Bo Rui Kang Completes IPO Guidance
NeuroXess has obtained the "admission ticket" for going public, while Tuhu Carparts has extended its reach into WeChat AI. Viewed together, these two events create a striking contrast. One is sprinting toward capital markets in the most cutting-edge and enigmatic field of brain-computer interface, while the other is delving into the most down-to-earth, traditional, and even greasy automotive aftermarket—attempting to let AI diagnose strange brake noises for you.
Analysis
NeuroXess has obtained the "admission ticket" for going public, while Tuhu Carparts has extended its reach into WeChat AI. Viewed together, these two events create a striking contrast. One is sprinting toward capital markets in the most cutting-edge and enigmatic field of brain-computer interface, while the other is delving into the most down-to-earth, traditional, and even greasy automotive aftermarket—attempting to let AI diagnose strange brake noises for you.

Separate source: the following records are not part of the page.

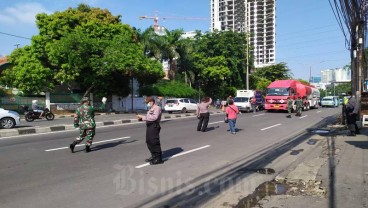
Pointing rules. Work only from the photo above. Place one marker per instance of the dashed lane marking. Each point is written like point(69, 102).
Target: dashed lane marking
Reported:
point(173, 156)
point(258, 115)
point(103, 141)
point(270, 127)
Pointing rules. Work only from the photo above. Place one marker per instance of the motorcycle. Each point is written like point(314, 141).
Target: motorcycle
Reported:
point(31, 115)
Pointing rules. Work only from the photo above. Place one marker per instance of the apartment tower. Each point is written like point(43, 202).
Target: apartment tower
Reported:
point(256, 17)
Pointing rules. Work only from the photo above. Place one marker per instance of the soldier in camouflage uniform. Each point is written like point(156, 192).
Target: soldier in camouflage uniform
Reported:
point(289, 107)
point(299, 106)
point(84, 119)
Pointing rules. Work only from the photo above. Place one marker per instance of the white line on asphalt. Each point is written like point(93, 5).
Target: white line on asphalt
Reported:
point(103, 141)
point(270, 127)
point(173, 156)
point(216, 122)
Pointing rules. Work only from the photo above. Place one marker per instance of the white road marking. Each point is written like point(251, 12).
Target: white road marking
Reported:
point(270, 127)
point(173, 156)
point(103, 141)
point(217, 122)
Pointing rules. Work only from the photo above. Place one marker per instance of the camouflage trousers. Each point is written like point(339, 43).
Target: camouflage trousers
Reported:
point(86, 134)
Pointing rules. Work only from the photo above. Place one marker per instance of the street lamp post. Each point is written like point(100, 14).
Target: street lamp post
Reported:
point(248, 41)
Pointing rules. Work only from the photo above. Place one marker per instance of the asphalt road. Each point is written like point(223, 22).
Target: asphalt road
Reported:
point(39, 170)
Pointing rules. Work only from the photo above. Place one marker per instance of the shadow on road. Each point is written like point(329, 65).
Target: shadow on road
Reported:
point(200, 190)
point(108, 145)
point(171, 152)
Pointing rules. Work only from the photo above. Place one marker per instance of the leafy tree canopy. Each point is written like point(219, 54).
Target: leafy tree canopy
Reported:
point(86, 45)
point(169, 89)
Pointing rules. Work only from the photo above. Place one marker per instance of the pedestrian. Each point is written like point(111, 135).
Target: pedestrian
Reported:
point(218, 104)
point(232, 114)
point(253, 104)
point(227, 100)
point(299, 106)
point(84, 118)
point(159, 102)
point(352, 110)
point(289, 107)
point(36, 108)
point(153, 129)
point(203, 114)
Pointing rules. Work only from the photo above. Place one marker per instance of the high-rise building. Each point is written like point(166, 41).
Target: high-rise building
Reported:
point(256, 17)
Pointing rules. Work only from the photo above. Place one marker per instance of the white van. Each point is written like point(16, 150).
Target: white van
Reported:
point(242, 100)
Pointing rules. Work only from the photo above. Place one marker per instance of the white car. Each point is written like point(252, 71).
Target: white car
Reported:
point(180, 104)
point(243, 103)
point(8, 119)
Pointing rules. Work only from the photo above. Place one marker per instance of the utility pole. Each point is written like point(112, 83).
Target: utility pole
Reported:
point(360, 47)
point(247, 37)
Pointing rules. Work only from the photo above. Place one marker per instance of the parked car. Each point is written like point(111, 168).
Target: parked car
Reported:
point(182, 105)
point(8, 119)
point(329, 101)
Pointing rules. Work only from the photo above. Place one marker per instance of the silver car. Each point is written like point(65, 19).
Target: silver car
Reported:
point(8, 119)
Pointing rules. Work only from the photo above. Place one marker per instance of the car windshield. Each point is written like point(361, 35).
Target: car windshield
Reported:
point(241, 99)
point(327, 99)
point(278, 91)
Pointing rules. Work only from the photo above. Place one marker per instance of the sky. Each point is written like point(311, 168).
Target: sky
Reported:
point(308, 38)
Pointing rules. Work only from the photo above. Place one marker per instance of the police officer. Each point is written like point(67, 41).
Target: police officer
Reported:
point(153, 119)
point(289, 107)
point(352, 110)
point(299, 106)
point(84, 118)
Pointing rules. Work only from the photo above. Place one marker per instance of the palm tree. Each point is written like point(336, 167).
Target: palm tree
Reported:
point(169, 49)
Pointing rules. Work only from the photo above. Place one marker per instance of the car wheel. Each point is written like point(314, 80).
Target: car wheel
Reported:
point(7, 123)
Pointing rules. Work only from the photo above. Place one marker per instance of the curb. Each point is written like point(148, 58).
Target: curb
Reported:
point(37, 130)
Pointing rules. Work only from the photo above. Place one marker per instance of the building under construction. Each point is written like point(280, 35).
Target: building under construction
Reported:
point(256, 17)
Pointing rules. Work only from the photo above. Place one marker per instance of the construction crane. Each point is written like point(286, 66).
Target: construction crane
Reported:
point(156, 18)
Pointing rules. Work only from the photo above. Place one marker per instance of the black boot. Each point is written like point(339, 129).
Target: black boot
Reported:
point(156, 161)
point(72, 146)
point(149, 159)
point(88, 148)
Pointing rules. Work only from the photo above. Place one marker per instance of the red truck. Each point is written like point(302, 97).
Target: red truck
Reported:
point(279, 90)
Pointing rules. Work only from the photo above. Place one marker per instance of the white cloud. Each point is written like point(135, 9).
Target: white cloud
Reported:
point(22, 13)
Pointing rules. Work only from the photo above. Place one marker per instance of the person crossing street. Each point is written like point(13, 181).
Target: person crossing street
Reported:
point(203, 114)
point(289, 107)
point(84, 118)
point(153, 129)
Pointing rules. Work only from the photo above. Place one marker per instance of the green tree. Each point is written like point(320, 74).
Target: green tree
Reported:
point(274, 72)
point(169, 89)
point(84, 45)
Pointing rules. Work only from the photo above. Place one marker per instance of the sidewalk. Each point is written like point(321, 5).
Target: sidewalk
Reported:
point(340, 179)
point(125, 118)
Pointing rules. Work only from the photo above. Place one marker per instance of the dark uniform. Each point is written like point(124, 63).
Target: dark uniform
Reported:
point(84, 118)
point(289, 107)
point(203, 114)
point(352, 110)
point(299, 106)
point(153, 119)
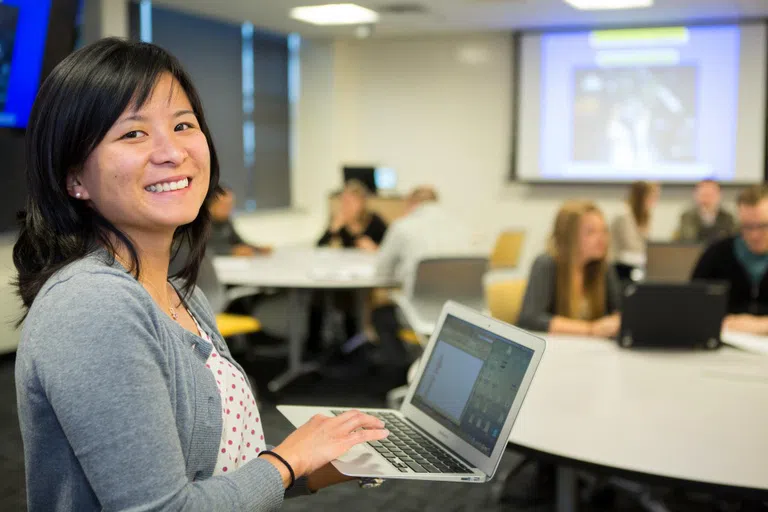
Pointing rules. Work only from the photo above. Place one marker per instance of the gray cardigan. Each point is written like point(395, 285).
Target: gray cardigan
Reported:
point(538, 307)
point(116, 406)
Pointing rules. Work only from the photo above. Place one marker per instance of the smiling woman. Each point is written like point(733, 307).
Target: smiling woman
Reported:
point(128, 396)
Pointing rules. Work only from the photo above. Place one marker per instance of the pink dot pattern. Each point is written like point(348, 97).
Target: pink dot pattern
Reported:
point(242, 437)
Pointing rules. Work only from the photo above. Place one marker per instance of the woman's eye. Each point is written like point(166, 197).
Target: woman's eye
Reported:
point(133, 134)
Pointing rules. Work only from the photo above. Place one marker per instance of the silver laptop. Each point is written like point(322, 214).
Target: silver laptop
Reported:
point(459, 410)
point(671, 262)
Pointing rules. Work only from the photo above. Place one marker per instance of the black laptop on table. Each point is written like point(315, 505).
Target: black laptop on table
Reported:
point(673, 315)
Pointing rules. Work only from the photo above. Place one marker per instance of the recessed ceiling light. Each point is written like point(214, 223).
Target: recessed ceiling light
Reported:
point(594, 5)
point(335, 14)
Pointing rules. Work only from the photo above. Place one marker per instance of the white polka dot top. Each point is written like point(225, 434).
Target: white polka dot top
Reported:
point(242, 437)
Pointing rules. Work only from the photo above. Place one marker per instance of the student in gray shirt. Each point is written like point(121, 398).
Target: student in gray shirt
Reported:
point(571, 288)
point(123, 381)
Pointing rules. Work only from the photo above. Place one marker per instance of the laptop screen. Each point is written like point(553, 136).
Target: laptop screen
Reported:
point(470, 382)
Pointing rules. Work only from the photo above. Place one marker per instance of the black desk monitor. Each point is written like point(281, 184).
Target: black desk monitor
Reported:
point(671, 262)
point(365, 175)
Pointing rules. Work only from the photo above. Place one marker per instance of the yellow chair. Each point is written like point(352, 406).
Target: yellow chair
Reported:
point(506, 252)
point(409, 336)
point(236, 325)
point(505, 299)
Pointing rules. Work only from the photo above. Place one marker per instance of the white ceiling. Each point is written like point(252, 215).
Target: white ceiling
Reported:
point(471, 15)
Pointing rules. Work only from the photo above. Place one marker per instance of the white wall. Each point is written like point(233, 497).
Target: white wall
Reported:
point(439, 111)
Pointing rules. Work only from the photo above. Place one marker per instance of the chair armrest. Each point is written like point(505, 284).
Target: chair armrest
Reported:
point(412, 316)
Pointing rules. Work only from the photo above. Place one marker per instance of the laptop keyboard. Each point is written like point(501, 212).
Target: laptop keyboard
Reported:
point(408, 450)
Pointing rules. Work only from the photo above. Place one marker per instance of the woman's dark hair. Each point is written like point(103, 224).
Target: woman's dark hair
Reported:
point(75, 108)
point(638, 201)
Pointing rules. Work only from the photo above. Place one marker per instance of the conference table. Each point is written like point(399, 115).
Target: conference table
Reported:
point(299, 271)
point(689, 419)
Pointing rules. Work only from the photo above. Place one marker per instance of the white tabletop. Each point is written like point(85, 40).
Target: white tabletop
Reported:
point(697, 416)
point(302, 268)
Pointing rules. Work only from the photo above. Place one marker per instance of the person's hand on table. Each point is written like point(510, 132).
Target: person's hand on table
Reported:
point(606, 327)
point(243, 250)
point(322, 439)
point(746, 323)
point(338, 221)
point(364, 243)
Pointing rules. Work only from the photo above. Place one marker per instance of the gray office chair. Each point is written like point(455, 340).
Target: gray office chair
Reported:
point(435, 281)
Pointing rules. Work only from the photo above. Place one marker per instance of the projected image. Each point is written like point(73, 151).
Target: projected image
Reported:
point(8, 18)
point(635, 118)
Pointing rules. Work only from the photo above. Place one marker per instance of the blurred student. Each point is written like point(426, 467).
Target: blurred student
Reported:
point(630, 229)
point(352, 224)
point(224, 239)
point(742, 260)
point(426, 229)
point(571, 288)
point(706, 221)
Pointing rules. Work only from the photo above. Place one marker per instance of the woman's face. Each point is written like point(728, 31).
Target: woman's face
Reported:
point(593, 237)
point(352, 204)
point(151, 171)
point(653, 197)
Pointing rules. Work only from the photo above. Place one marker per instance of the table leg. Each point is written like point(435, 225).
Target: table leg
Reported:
point(297, 319)
point(567, 490)
point(359, 338)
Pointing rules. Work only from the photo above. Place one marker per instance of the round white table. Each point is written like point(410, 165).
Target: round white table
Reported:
point(685, 417)
point(299, 270)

First, let’s talk about NeuroXess. Brain-computer interface—it sounds like science fiction. The leap from the laboratory to an IPO is a significant step. Having CITIC Securities as the lead underwriter indicates this is a serious endeavor. However, the capital market only ever asks two questions: How far is your technology from large-scale commercialization? And how stably can your business model walk the tightrope of ethics and regulations? NeuroXess has only received the completion certificate for its advisory process—it has merely secured a ticket to enter the arena. The real test lies ahead: once the "conceptual dividends" of brain-computer interface are exhausted, what story will it use to justify its valuation? Will it rely on the practical demand for medical rehabilitation or the black-tech imagination of consumer-grade applications? This may prove more challenging than the research and development of the technology itself.

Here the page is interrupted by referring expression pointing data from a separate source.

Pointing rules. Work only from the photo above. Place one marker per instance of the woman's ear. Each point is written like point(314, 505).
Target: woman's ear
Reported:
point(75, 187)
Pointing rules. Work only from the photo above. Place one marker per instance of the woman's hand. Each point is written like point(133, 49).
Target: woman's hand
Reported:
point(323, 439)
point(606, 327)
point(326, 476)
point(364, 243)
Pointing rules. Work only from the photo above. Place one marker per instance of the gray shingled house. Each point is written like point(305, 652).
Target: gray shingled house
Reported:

In comparison, the recent collaboration between Tuhu and Tencent is so pragmatic it might seem "boring," yet it could be more thought-provoking. One is China’s largest automotive service platform, and the other is the country’s leading social and content platform. Their joint venture focuses on developing an AI Agent for very specific scenarios: helping diagnose faults, recommend stores, and order car maintenance services. This collaboration practically declares that AI’s next battlefield is not in laboratories or PowerPoint presentations—it is in that strange noise your car makes when starting, or in the moment you hesitate between changing your oil or your tires.
This is precisely what an AI Agent should be doing. It isn’t a "universal friend" who can chat about anything, but rather an "expert agent" deeply embedded in specific scenarios, understanding your precise problems. The partnership between Tuhu and WeChat bets on the former’s billion-scale user entry points and conversational habits combined with the latter’s massive service data and offline fulfillment network. In theory, this is a perfect closed loop.

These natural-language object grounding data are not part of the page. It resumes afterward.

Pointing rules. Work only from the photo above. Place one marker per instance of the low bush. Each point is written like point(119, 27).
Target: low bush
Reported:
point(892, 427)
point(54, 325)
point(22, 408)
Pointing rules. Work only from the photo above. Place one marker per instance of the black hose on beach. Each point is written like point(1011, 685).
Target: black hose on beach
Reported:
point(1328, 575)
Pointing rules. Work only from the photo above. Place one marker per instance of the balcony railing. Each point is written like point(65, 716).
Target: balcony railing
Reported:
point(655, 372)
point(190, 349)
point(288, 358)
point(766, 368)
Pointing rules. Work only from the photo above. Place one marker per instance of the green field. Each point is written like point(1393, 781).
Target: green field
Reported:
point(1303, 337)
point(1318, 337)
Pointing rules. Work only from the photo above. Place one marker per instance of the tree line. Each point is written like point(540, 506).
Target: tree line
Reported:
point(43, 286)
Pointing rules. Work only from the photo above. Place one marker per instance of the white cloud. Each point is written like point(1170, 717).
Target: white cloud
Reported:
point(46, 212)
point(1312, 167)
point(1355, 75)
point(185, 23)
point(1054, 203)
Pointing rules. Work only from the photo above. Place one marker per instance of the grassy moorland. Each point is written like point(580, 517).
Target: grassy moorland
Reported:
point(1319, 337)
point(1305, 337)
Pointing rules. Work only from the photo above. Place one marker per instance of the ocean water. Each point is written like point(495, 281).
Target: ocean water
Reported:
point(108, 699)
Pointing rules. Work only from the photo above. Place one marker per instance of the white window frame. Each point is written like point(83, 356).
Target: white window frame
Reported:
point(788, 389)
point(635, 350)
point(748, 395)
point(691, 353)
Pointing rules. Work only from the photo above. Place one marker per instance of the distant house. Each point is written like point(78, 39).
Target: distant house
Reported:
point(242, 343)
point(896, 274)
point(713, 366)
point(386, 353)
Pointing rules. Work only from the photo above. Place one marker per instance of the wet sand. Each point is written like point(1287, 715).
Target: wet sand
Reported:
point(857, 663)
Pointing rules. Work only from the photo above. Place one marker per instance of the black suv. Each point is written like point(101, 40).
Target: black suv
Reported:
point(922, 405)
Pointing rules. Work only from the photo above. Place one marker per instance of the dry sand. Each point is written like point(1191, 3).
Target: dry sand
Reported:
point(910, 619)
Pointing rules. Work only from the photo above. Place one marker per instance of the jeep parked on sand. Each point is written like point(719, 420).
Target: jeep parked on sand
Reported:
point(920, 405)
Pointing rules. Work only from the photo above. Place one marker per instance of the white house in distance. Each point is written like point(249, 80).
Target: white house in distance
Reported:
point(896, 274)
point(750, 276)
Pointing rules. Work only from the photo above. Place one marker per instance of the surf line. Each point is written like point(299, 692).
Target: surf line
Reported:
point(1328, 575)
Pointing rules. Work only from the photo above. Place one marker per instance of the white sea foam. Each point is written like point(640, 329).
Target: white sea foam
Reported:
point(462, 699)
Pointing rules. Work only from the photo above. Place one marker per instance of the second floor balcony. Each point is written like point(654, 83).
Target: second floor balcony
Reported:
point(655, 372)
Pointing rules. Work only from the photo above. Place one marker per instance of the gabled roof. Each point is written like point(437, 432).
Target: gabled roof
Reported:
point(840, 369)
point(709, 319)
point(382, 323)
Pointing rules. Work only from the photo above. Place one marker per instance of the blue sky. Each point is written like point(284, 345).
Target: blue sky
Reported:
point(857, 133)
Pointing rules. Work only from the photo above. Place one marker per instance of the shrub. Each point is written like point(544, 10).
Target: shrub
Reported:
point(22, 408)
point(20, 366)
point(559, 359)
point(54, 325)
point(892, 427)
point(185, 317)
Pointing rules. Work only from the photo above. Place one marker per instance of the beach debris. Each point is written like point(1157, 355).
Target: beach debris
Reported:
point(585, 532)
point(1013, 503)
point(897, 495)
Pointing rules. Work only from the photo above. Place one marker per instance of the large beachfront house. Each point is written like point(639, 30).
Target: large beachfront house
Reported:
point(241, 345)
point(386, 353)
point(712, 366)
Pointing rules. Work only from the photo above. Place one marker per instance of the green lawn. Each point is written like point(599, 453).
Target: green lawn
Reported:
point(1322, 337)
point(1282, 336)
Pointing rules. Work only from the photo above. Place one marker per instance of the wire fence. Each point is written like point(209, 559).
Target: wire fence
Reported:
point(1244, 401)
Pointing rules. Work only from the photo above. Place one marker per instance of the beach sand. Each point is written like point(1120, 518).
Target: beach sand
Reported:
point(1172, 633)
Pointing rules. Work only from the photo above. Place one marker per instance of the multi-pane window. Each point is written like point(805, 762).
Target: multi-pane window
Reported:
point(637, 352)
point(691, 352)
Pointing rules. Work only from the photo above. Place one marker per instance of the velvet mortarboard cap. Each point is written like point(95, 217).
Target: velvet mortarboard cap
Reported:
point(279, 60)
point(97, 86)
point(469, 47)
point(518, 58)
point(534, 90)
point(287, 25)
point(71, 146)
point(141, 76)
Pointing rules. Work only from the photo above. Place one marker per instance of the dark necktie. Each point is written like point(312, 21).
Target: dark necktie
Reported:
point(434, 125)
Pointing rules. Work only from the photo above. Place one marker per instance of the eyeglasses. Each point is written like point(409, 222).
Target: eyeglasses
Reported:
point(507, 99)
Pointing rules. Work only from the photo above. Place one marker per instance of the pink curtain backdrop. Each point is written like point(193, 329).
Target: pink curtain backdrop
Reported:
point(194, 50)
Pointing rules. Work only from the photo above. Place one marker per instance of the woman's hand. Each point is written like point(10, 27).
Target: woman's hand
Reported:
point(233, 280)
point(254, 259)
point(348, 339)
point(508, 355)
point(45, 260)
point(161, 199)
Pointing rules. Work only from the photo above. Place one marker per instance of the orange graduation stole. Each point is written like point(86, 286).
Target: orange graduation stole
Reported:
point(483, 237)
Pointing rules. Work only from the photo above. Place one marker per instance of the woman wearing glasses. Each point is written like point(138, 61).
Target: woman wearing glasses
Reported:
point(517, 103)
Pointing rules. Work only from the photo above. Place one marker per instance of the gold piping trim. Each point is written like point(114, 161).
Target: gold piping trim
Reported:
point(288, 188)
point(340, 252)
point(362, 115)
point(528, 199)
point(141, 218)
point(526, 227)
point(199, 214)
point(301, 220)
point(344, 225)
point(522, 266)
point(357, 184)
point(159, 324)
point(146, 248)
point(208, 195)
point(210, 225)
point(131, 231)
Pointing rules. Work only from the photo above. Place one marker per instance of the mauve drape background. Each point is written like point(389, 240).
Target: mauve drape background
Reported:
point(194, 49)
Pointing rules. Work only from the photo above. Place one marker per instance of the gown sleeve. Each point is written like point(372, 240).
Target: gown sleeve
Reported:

But here’s a question: why opt for WeChat AI instead of Tuhu developing its own large model? This precisely reveals the core dynamics of AI’s current real-world implementation: traffic, scenarios, and data are beginning to outweigh algorithms themselves. Tencent provides an AI "shell" or interaction layer, while Tuhu contributes the most critical industry "ingredients"—vehicle data, repair solutions, and store information. In this collaboration, who is more irreplaceable? If WeChat partners with more vertical service providers in the future and turns "WeChat AI Agent" into a universal solution, how long can Tuhu maintain its "uniqueness"? The so-called "only one in the automotive aftermarket" sounds more like securing a coveted first-mover advantage in beta testing rather than establishing a true moat.
Even more intriguing is Tencent’s stance. Since the release of its Hunyuan large model, Tencent seems no longer obsessed with proving it can build the "strongest" model. Instead, it has shifted toward a more pragmatic role as a "connector." By packaging AI capabilities as an Agent and injecting them into existing massive ecosystems like WeChat Mini Programs, it aims to empower "scenario giants" like Tuhu. This is a form of smart positional competition. It doesn’t compete with you on parameter size—it competes on who can more quickly and seamlessly integrate AI into users’ daily life routines. In this collaboration, what Tencent likely wants is not profit from the automotive aftermarket, but rather a high-frequency, high-demand service scenario to hone and verify the practical value of its AI—and to further bind the developer ecosystem to itself.
In the end, NeuroXess’s path to an IPO concerns whether the boundary between humans and machines can be commercialized over the next decade; Tuhu’s AI Agent experiment concerns whether AI will remain in tech headlines or quietly become a useful yet unobtrusive tool in our lives over the same period. One looks up to the stars, while the other keeps its feet firmly on the ground. Perhaps this era demands both to advance together. But for most ordinary users, an AI that can fix a flat tire might feel more real and more urgent than a device that can read your brainwaves. The true era of AI may well begin with these seemingly unglamorous yet highly specific revolutions in application scenarios.
Disclaimer: The above content is generated by AI and is for reference only.